Is France Dying?
On September 17th France’s economy minister, Emmanuel Macron, stated, “France is sick. It’s not well. We have to describe the situation as it is.” He was referring to France’s high unemployment, no economic growth for the first half of 2014 and missed fiscal targets. Future prospects do not look better. Indeed, the Socialist administration of President François Hollande is struggling to stay afloat.
France faces considerable internal dissent over policy direction, a sprinkling of scandals, labor unrest, a challenging international environment and widespread public discontent with the nation’s leader. Yet France is also one of the world’s largest economies, the second largest in the Eurozone and is a key player in global affairs. In many regards, France has reached one of those critical historical crossroads, where the failure to make tough decisions is likely to result in outcomes that are not desired and inject greater uncertainty into the heart of an already troubled Europe.

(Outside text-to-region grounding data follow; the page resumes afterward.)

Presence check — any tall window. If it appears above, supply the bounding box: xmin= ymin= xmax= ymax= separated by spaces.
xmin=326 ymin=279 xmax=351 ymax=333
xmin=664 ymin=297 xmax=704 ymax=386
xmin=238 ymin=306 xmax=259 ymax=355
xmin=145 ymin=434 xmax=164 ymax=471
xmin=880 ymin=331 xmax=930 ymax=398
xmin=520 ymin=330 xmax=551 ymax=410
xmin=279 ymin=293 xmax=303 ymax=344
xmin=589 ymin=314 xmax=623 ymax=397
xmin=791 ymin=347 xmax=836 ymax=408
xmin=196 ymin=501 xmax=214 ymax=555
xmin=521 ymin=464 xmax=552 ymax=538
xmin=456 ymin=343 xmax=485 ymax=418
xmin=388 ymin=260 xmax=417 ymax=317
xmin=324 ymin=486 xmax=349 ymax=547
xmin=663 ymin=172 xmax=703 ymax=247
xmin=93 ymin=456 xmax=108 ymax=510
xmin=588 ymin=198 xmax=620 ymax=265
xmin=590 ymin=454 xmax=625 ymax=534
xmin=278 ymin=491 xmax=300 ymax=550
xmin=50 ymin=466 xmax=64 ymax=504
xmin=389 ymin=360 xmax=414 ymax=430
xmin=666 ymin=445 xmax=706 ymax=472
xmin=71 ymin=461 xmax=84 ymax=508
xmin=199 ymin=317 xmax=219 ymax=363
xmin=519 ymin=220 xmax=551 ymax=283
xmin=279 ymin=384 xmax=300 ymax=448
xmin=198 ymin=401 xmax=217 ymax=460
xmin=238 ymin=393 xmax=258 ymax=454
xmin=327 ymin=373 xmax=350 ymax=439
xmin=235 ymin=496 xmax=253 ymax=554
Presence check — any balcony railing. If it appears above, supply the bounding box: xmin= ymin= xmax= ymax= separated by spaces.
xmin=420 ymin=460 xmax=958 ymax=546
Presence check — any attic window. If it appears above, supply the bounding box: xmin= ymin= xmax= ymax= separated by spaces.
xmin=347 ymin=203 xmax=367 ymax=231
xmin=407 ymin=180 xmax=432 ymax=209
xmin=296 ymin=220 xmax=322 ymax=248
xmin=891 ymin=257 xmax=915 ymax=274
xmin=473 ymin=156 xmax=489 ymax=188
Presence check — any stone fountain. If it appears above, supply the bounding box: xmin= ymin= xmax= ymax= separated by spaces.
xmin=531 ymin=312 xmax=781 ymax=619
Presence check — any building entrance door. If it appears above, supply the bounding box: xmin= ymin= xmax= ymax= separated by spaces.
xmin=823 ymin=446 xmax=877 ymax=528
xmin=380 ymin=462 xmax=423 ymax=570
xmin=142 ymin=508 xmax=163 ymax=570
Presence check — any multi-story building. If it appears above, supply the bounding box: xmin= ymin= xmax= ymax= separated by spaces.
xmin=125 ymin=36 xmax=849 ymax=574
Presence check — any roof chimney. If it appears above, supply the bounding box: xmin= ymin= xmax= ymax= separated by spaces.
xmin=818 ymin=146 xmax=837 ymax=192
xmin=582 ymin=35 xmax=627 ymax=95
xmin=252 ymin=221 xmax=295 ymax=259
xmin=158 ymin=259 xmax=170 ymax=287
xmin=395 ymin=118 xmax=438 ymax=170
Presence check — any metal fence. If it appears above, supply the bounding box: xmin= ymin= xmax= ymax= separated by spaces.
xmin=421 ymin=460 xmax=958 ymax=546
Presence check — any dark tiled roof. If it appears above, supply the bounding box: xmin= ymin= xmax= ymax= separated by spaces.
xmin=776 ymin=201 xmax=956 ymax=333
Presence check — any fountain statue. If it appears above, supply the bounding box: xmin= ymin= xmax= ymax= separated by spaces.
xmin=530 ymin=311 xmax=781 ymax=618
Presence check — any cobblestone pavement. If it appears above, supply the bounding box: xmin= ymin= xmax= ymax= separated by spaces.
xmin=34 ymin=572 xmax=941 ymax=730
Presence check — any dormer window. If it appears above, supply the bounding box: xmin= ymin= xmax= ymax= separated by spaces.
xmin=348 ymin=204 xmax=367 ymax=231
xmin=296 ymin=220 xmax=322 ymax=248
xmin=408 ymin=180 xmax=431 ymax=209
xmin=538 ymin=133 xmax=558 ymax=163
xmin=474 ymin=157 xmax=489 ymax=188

Five major problems confront France: getting the economy back to sustainable growth; dealing with the alienated who are heavily represented in the country’s Muslim population; the rise of the far right (fueled by poor economic prospects and worries over immigration); redefining France’s role in Europe in light of an economically more competitive Germany; and poor leadership at the top. The economic issues are partially rooted in a heavy reliance on the state. Any meaningful economic reforms must include a prudent downsizing in state expenditures, something that must be observed in context to an aging population and declining competitiveness.
According to the Organization for Economic Cooperation and Development, France has one of the highest levels of state spending to GDP in Europe. This becomes problematic in an economy that is barely growing, which is the French case since 2009.
As manufacturing was downsized in the late 20th century and through the next decade, the state (with support from both the left and right) used social spending, social transfers and comprehensive healthcare programs to cushion the fall of those hurt. To pay for this, taxes were raised and capital markets tapped. Over time this created, as noted by historian Timothy Smith (author of France in Crisis), “an entitled “rentier” middle class, linked to the state either directly or indirectly, which was carried by the “outsiders”, those already unemployed/underemployed, youth, women, immigrants and unskilled workers.” Smith also stressed that dominant societal attitudes ran and continue to run against making changes - there is no consensus that the market should be free to destroy and create jobs; many French do not believe the market to be the root of prosperity; the aging segment of the population is generally protective of their entitlements in the form of retiree pensions, healthcare and social welfare receipts; and it is easier to blame globalization. In this system, few resources were left for private sector job creation and resistance to change is substantial.
The Great Recession (2009) and the ensuing European sovereign debt crisis (2010- 2014) brought France’s economic problems into sharp focus. The rating agencies took away France’s AAA ratings, criticizing what they saw as President Hollande’s ad hoc austerity measures, his government’s heavy reliance on raising already high taxes instead of making significant spending cuts and a buildup in public sector debt. Standard & Poor’s stated in November 2013: “The downgrade reflects our view that the French government’s current approach to budgetary and structural reforms to taxation, as well as to product, services and labor markets, is unlikely to substantially raise France’s medium-term growth prospects.” Although not stated by the rating agencies, the Hollande government had gained a reputation – even within France – of being strongly anti-business. Conditions have not improved markedly since 2013 downgrades – debt is up (96.6% of GDP as of Q1 2014), the fiscal situation remains messy and job creation remains near nonexistent.
The economic malaise has socio-political consequences, partially reflected in a sizeable alienated minority of French, mainly of North African and sub-Saharan African descent. Many of them live in the banlieues (outlying suburbs), or “sensitive urban zones”, characterized by high unemployment (usually well above the national average), people living below the poverty line in subsidized housing, facing poor educational opportunities and putting up with high levels of crime. The banlieues have also evolved as societies apart from the rest of France, with a population linked by social media to events in the Arab world, including a focus on radical Islam. The riots of 2005, which resulted in a state of emergency in parts of greater Paris, only reinforced the sense of alienation. The annual burning of cars in urban areas at New Year’s has only reinforced the sense of youth unruliness and discontent.